A inflação mais alta em novembro do que a esperada, conjugada com os sinais de que o Banco Central não voltará tão cedo a baixar os juros, trouxe de volta o debate sobre crescimento potencial, uma batalha sem-fim entre economistas brasileiros.
Para os ortodoxos, há um limite para o crescimento econômico. Ele é dado pela capacidade do setor produtivo em dar conta do consumo. Passou desse limite, o consumo não atendido pela produção aciona a velha lei da oferta e da procura, os preços saltam e lançam areia na engrenagem.
Com alguma variação, o ponto de vista aceito é o de que, no Brasil, um crescimento econômico da ordem de 5% ao ano só pode ser obtido sem inflação se o investimento for de 22% ou 23% do PIB. Hoje, mal chega aos 19% do PIB. Apenas para comparar, na China, é da ordem de 44% do PIB. Embora ganhe relativamente pouco, o chinês investe nada menos que 44% do salário.
As divergências começam a partir desse ponto. Para o Banco Central, quando o consumo cresce e não é atendido satisfatoriamente pela produção interna e pelas importações, como pode estar acontecendo agora, a inflação dispara. Nesse momento, é preciso acionar a alta dos juros, que desaquecerá o consumo e trará a inflação de volta aos trilhos.
Os economistas heterodoxos discordam. Apoiados na velha curva de Alban Phillips, o economista neozelandês que nos anos 50 estudou a relação entre desemprego e preços, entendem que é inevitável um custo em inflação sempre que se quer garantir mais crescimento e aumento do emprego. O próprio investimento eleva o consumo sem proporcionar aumento correspondente da oferta simultânea de mercadorias e serviços. Basta conferir o que acontece na construção de uma hidrelétrica. Ao longo dos anos de obras, produz uma fartura de dispêndios com projetistas, engenheiros, compra de materiais, turbinas, etc. Nesse período não há aumento da produção. O primeiro quilowatt/hora só será gerado cinco ou seis anos depois de iniciadas as obras, quando começarem as operações da hidrelétrica.
O ex-ministro Delfim Netto é um crítico declarado das aplicações práticas do conceito de crescimento potencial.
Para ele, é o consumo não inteiramente satisfeito que vai empurrar o empreendedor a aumentar a capacidade de produção na medida em que a demanda não atendida garantirá retorno futuro aos investimentos.

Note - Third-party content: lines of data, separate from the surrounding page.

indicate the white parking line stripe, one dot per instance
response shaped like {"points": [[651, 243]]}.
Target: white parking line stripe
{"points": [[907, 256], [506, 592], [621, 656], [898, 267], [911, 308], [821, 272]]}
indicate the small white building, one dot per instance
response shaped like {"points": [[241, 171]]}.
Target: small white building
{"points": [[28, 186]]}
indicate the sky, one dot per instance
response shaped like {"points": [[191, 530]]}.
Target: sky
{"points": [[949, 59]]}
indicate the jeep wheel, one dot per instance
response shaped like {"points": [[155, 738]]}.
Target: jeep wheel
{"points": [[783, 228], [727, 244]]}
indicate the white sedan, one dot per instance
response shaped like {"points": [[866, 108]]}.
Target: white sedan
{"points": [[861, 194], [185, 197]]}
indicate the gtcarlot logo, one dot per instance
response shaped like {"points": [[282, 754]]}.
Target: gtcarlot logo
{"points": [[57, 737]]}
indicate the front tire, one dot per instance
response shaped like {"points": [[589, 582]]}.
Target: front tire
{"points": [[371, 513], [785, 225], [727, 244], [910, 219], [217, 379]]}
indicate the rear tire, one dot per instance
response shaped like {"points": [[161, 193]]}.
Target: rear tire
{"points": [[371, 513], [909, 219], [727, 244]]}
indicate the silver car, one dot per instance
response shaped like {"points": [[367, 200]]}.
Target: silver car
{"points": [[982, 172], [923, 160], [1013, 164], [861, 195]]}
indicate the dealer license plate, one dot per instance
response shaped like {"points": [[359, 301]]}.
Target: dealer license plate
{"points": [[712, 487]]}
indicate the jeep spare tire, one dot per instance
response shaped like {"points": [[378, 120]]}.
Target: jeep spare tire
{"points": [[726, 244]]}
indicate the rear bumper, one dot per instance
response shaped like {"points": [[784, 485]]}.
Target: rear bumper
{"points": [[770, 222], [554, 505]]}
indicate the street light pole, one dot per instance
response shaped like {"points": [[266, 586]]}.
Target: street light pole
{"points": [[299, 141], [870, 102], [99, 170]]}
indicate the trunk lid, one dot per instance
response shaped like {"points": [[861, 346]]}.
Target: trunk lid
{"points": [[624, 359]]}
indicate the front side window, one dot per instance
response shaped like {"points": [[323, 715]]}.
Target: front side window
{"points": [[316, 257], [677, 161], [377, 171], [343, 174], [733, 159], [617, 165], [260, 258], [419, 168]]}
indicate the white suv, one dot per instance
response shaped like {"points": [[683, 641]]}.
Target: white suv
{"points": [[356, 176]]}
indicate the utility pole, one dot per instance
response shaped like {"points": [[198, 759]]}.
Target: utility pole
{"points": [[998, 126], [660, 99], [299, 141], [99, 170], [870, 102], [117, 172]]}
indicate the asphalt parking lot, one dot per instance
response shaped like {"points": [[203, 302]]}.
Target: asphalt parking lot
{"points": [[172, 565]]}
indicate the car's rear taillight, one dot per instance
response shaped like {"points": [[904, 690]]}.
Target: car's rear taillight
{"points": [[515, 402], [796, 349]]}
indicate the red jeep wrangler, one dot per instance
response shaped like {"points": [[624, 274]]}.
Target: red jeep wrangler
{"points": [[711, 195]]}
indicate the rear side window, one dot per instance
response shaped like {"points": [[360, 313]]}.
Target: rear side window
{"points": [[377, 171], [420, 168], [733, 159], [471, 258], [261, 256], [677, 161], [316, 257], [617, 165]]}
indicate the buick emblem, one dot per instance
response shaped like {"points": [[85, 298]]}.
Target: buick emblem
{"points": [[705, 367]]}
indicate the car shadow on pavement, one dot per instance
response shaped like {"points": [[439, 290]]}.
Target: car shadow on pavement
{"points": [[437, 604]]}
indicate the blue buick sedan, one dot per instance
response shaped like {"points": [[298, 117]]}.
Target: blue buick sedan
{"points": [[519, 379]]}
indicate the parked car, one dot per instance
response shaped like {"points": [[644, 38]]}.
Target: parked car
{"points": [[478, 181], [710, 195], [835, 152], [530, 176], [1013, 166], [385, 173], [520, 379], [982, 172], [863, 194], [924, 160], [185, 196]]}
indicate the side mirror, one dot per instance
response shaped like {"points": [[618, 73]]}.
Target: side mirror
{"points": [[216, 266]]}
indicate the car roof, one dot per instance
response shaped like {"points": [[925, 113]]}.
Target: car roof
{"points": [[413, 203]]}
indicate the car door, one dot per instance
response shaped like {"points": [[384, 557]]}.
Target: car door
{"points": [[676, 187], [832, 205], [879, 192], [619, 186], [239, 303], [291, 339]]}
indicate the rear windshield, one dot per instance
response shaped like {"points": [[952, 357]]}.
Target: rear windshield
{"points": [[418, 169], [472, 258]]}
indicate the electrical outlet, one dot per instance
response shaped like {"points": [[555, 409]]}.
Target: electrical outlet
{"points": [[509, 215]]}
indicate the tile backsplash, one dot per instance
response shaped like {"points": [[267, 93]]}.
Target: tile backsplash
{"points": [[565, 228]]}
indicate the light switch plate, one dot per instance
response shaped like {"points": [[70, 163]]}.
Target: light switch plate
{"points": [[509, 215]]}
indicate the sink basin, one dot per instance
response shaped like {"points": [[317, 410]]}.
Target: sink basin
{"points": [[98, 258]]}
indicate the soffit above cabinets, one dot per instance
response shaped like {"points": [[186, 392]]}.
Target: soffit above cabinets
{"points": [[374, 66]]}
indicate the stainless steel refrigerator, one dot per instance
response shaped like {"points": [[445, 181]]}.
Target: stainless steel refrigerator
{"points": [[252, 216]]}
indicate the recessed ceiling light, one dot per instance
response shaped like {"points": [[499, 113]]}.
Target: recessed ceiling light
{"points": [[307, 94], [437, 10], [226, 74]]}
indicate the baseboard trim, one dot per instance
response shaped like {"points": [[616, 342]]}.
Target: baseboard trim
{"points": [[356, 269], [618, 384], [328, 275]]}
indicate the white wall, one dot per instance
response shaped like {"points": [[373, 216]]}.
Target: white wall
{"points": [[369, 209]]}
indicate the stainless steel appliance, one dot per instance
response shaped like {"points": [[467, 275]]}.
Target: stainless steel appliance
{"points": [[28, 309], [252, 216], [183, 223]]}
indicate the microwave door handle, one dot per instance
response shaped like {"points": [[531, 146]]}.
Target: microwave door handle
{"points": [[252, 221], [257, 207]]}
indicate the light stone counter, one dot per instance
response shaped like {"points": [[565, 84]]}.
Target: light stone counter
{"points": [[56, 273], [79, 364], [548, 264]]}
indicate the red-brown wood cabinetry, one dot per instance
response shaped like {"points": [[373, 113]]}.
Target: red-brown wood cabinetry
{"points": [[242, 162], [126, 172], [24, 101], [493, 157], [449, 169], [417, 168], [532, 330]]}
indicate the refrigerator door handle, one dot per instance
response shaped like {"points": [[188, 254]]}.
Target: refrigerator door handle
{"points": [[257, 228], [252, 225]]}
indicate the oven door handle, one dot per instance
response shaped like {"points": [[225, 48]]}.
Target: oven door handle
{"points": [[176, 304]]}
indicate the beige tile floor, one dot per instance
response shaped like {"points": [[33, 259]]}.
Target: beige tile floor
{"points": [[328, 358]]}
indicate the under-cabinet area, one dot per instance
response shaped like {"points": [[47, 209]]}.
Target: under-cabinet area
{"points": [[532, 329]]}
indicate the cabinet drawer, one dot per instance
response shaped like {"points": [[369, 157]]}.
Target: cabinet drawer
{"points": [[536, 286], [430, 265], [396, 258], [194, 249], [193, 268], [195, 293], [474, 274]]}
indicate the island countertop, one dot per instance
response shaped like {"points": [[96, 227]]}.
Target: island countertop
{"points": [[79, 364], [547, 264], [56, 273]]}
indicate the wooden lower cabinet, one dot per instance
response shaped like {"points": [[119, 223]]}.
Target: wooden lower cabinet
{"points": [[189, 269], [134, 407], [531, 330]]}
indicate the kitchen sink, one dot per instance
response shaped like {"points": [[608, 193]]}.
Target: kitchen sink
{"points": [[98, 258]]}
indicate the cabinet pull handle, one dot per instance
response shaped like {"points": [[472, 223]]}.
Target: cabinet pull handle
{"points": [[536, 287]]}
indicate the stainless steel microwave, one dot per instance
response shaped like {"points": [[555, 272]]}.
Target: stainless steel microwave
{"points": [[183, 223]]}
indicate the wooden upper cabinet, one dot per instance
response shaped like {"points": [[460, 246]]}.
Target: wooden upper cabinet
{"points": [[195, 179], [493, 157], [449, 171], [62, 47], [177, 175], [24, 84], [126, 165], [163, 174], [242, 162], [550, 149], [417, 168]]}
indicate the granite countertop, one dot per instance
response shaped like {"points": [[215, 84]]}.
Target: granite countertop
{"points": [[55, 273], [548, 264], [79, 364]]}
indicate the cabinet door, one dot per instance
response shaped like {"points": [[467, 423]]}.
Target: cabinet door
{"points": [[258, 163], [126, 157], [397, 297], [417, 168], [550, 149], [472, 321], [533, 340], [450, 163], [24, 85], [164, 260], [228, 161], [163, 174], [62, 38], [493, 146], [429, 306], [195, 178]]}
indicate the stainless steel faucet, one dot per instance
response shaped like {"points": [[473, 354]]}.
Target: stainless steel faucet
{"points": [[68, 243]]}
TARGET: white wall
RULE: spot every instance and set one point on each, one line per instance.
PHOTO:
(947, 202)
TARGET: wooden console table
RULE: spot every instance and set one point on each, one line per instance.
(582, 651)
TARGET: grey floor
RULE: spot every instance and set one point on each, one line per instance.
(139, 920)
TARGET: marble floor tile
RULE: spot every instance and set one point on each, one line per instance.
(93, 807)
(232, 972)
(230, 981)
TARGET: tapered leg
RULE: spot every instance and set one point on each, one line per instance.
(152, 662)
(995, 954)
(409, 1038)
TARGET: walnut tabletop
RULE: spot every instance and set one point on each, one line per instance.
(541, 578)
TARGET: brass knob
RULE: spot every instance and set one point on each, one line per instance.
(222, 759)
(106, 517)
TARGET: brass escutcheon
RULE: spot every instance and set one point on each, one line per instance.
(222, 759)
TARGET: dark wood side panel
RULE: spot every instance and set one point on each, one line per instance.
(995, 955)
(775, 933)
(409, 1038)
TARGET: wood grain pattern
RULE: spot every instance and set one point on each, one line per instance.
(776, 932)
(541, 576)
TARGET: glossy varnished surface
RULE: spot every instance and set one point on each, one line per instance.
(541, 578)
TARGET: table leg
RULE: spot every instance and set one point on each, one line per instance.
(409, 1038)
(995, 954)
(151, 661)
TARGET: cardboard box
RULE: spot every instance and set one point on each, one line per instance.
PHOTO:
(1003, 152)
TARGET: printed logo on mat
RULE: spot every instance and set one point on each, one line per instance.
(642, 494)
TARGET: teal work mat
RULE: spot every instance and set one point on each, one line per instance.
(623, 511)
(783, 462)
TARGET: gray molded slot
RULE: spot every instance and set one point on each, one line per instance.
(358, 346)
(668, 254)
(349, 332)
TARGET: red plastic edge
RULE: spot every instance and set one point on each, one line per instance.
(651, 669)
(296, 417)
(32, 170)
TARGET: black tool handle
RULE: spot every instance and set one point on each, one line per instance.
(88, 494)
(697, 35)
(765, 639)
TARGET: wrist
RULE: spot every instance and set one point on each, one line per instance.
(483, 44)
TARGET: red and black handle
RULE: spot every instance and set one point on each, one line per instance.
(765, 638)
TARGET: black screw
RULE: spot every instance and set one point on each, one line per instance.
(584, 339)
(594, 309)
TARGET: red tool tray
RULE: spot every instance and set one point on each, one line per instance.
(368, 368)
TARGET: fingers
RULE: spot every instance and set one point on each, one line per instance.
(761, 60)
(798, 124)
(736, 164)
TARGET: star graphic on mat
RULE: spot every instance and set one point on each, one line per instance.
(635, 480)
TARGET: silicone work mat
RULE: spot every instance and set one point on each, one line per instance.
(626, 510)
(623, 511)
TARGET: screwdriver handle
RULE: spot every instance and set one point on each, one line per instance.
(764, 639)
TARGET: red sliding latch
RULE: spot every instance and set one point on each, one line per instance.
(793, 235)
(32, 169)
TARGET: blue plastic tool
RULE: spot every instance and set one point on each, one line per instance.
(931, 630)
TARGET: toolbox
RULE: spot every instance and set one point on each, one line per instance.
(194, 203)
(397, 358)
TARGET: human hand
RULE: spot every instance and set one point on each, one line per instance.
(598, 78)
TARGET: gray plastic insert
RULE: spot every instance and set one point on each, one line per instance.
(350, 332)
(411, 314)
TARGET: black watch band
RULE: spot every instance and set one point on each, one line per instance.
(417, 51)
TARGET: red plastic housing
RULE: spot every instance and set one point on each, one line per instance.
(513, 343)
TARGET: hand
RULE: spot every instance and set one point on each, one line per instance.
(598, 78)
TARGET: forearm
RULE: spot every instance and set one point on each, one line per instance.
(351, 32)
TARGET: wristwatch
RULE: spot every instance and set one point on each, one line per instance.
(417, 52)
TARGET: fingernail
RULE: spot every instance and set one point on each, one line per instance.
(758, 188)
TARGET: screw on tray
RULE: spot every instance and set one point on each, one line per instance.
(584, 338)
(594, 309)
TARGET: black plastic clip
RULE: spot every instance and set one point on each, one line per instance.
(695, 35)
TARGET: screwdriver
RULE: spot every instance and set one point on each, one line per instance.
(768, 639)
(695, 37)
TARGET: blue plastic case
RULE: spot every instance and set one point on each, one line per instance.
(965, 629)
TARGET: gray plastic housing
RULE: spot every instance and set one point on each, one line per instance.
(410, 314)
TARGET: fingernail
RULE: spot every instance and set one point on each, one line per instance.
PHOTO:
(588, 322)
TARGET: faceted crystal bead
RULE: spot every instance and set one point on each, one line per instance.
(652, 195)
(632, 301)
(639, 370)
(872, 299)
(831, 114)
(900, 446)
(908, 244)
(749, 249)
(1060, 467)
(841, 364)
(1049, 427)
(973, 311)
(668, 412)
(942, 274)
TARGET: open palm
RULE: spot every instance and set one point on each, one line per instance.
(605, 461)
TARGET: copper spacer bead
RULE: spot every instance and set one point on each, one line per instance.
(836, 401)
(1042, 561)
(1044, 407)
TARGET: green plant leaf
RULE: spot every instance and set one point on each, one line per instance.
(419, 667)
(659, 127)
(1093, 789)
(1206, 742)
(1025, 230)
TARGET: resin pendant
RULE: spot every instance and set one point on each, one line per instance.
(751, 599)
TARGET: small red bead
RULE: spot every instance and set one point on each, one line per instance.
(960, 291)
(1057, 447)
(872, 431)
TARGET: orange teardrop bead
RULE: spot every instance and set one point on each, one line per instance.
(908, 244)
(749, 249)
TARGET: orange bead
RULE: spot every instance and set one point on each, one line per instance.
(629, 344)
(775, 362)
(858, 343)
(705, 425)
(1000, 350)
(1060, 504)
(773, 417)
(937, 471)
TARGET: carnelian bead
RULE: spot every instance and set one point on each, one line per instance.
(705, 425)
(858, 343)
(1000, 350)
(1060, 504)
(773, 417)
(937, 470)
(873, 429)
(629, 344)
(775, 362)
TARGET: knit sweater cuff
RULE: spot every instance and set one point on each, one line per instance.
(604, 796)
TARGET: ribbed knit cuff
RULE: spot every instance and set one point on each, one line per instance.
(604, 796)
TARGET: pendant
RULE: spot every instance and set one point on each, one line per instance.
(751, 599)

Os ortodoxos se baseiam em estudos mais recentes que levam à conclusão de que não há crescimento sustentável num ambiente contaminado por inflação. Uma inflaçãozinha além da conta tende a tomar corpo e, quando isso acontece, os investimentos param porque os empreendedores entendem que o retorno corre riscos.
O Banco Central pensa como os ortodoxos. Ele é obrigado por lei a manter a inflação dentro da meta. Se os preços ameaçam disparar, prepara a puxada dos juros sempre que o consumo atinge o limite do crescimento potencial.
Em termos práticos, se o consumo ultrapassar a capacidade de oferta de bens e serviços, o Banco Central aciona o mecanismo dos juros para coibir a inflação. Como ninguém gosta desse custo, o debate sobre o tema tende a se acirrar. Mas a questão não é teórica. É a política que vem com ela.